A systematic count of all distinct triangles formed in a regular pentagram inscribed in a pentagon, using rotational symmetry and case analysis.
Mathematics
Author

Souvik Sarkar

Published

September 9, 2024

Problem

Count the number of distinct triangles formed when a regular pentagram is drawn inside a regular pentagon by connecting every second vertex (i.e., draw the five-pointed star formed by skipping one vertex each time).

Strategy

Outline of the counting method:

  • Classify triangles by the types of their vertices: whether a vertex lies on the outer pentagon (“perimeter vertex”) or at an intersection point formed by the pentagram (“internal point”).

  • Use the \(5\)-fold rotational symmetry to count representatives of each class and multiply appropriately; verify there is no double counting.

  • Where necessary, examine local configurations around one vertex/edge and propagate by symmetry.

Solution

We proceed by enumerating triangle types.

Type I: three perimeter vertices

Choose any \(3\) of the \(5\) outer vertices. This gives \[\binom{5}{3}=10\] triangles.

Type II: two perimeter vertices and one internal intersection

Consider an outer edge as a potential base.
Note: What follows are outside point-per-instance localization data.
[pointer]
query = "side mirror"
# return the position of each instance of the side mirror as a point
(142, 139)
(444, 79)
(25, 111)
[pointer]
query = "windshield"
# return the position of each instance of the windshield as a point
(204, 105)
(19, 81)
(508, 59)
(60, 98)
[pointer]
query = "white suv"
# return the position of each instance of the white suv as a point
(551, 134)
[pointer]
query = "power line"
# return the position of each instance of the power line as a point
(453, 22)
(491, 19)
For each outer edge there are a fixed finite number of internal intersection points that together with that base produce triangles contained in the figure. A local inspection (or symmetry argument) shows there are \(3\) distinct interior-point choices per edge that yield distinct internal triangles, and counting over the \(5\) edges gives \[5\times 3 = 15\] triangles of this type.

Type III: one perimeter vertex and two internal intersections

Around each outer vertex, the two nearby intersection points formed by the star lines create exactly one triangle together with that vertex (by symmetry and direct inspection). Hence there are \[5\] triangles of this type.

Type IV: three internal intersection points

Some triangles are formed solely by three intersection points of the star’s diagonals. By symmetry and explicit counting of admissible intersection-triples one finds \[5\] such triangles.

Conclusion

By classifying triangles according to vertex types and exploiting the pentagon’s symmetry:

Type Vertices Count
I 3 perimeter \(\binom{5}{3} = 10\)
II 2 perimeter + 1 internal \(5 \times 3 = 15\)
III 1 perimeter + 2 internal \(5\)
IV 3 internal \(5\)
Total \(10 + 15 + 5 + 5 = \mathbf{35}\)

The pentagon with its inscribed pentagram contains exactly \(\mathbf{35}\) distinct triangles.